Did you accidentally reply to a wrong comment? (not trying to be snarky, just confused)

The only "justification" there would be is that it keeps the server online that struggled under load before deploying it. That's the whole reason why major FLOSS projects and code forges have deployed Anubis. Nobody cares about bots downloading FLOSS code or kernel mailing lists archives; they care about keeping their infrastructure running and whether it's being DDoSed or not.

▲

tptacek 6 days ago | parent [-]

I just said you didn't have to justify it. I don't care why you run it. Run whatever you want. The point of the post is that regardless of your reasons for running it, it's unlikely to work in the long run.

▲

seba_dos1 6 days ago | parent [-]

And what I said is that all these most visible deployments of Anubis did not deploy it to be a content protection system of any kind, so it doesn't have to work this way at all for them. As long as the server doesn't struggle with load anymore after deploying Anubis, it's a win - and it works so far.

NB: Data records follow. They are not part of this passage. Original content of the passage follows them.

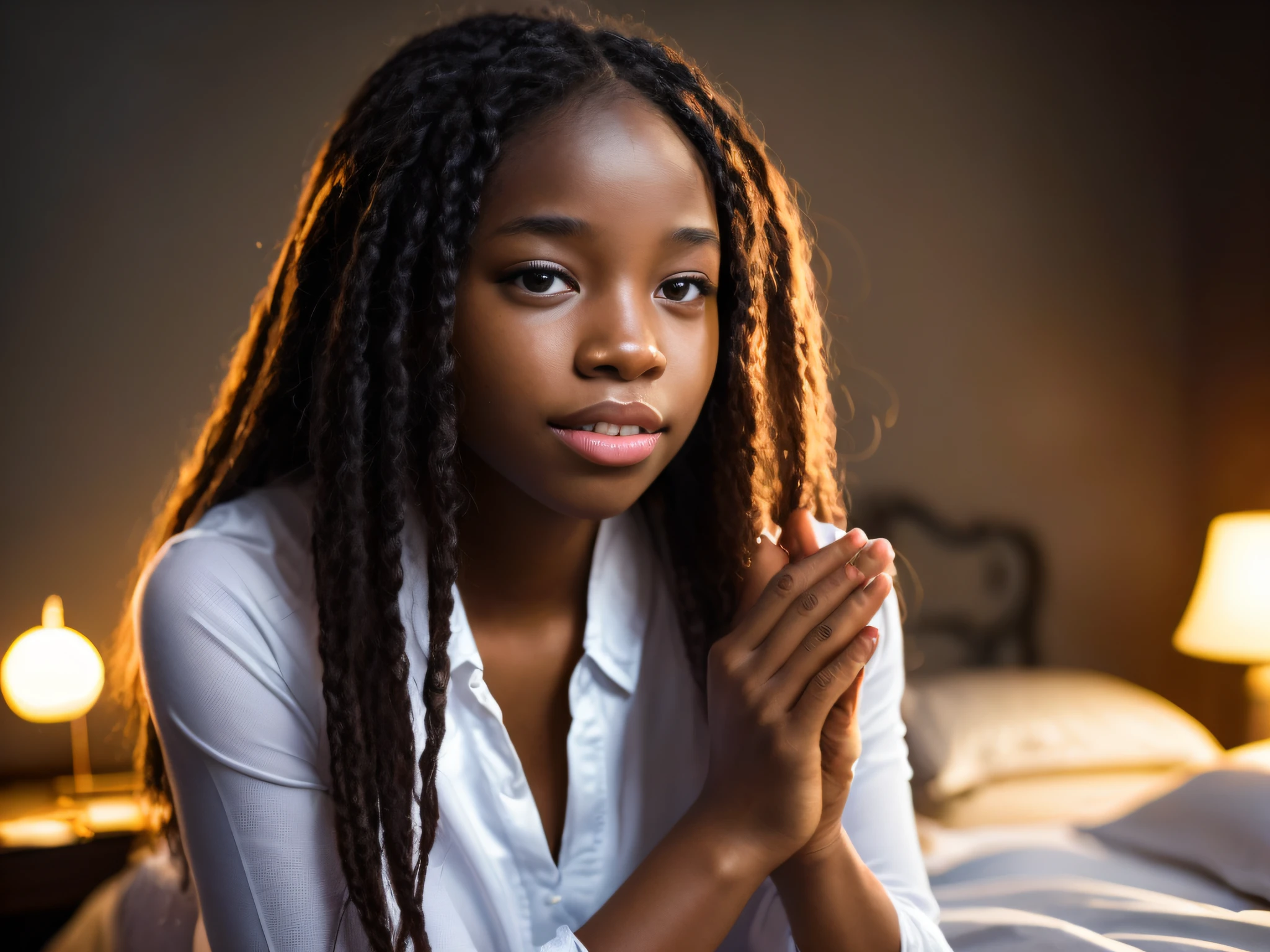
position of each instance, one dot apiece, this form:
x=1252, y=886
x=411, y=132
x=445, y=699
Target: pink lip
x=609, y=451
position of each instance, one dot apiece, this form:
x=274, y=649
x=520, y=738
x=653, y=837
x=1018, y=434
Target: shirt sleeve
x=879, y=813
x=243, y=756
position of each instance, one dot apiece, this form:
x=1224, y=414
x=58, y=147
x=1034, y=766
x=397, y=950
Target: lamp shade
x=51, y=673
x=1228, y=616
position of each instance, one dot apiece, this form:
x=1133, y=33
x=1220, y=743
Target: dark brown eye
x=541, y=282
x=680, y=289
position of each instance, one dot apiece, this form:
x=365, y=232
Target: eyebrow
x=566, y=226
x=695, y=236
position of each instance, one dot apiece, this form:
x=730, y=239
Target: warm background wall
x=1048, y=225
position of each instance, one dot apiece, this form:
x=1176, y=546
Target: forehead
x=616, y=155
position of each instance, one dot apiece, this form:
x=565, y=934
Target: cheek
x=693, y=352
x=504, y=368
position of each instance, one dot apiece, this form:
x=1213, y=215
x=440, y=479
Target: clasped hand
x=783, y=690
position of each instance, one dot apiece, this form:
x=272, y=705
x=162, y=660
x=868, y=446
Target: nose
x=620, y=342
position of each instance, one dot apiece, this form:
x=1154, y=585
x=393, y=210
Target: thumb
x=798, y=536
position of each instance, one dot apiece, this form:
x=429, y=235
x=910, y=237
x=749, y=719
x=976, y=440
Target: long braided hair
x=347, y=368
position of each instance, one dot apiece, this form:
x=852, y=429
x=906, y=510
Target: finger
x=850, y=700
x=798, y=536
x=827, y=640
x=808, y=614
x=789, y=584
x=768, y=560
x=833, y=679
x=876, y=559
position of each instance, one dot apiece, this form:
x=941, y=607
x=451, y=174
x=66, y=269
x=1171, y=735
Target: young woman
x=455, y=632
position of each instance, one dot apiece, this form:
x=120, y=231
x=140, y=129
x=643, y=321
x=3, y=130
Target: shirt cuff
x=564, y=941
x=917, y=931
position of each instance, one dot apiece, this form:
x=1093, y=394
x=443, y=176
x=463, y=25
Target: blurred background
x=1048, y=226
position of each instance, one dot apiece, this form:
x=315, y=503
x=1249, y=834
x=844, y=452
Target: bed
x=1062, y=810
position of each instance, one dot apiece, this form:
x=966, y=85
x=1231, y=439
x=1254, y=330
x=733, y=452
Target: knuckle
x=828, y=674
x=818, y=635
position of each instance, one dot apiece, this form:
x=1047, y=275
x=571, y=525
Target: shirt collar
x=619, y=599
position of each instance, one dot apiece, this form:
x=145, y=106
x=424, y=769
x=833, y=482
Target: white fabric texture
x=1219, y=822
x=229, y=635
x=970, y=728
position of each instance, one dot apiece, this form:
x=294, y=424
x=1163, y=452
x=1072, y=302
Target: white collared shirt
x=229, y=633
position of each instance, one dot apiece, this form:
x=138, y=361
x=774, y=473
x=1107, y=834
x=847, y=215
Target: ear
x=798, y=536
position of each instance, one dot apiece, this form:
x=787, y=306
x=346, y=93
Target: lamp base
x=1256, y=682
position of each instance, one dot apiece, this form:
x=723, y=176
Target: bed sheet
x=1054, y=889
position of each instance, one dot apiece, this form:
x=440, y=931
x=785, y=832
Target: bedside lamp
x=1228, y=616
x=52, y=673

(and frankly, it likely will only need to work until the bubble bursts, making "the long run" irrelevant)

▲

rfoo 6 days ago | parent [-]

> and frankly, it likely will only need to work until the bubble bursts, making "the long run" irrelevant

Now I get why people are so weirdly being dismissive about the whole thing. Good luck, it's not going to "burst" any time soon.

Or rather, a "burst" would not change the world in the direction you want it to be.

	▲	seba_dos1 6 days ago \| parent [-]
		Not exactly sure what you're talking about. The problem is caused by tons of shitty companies cutting corners to collect training data as fast as possible, fueled by easy money that you get by putting "AI" somewhere in your company's name. As soon as the investment boom is over, this will be largely gone. LLMs will continue to be trained and data will continue to be scraped, but that alone isn't the problem. Search engine crawlers somehow manage not to DDoS the servers they pull the data from, competent AI scrapers can do the same. In fact, a competent AI scraper wouldn't even be stopped by Anubis as it is right now at all, and yet Anubis works pretty well in practice. Go figure.

▲

account42 6 days ago | parent | prev [-]

> There are antiabuse systems that do incur asymmetric costs on automated users. Youtube had (has?) one. Rather than simply attaching a constant extra cost for every request, it instead delivered a VM (through JS) to browsers, and programs for that VM. The VM and its programs were deliberately hard to reverse, and changed regularly. Part of their purpose was to verify, through a bunch of fussy side channels, that they were actually running on real browsers. Every time Youtube changed the VM, the bots had to do large amounts of new reversing work to keep up, but normal users didn't.

That depends on what you count as normal users though. Users that want to use alternative players also have to deal with this and since yt-dlp and youtube-dl before have been able to provide a solution for those user and bots can just do the same I'm not sure if I'd call the scheme successful in any way.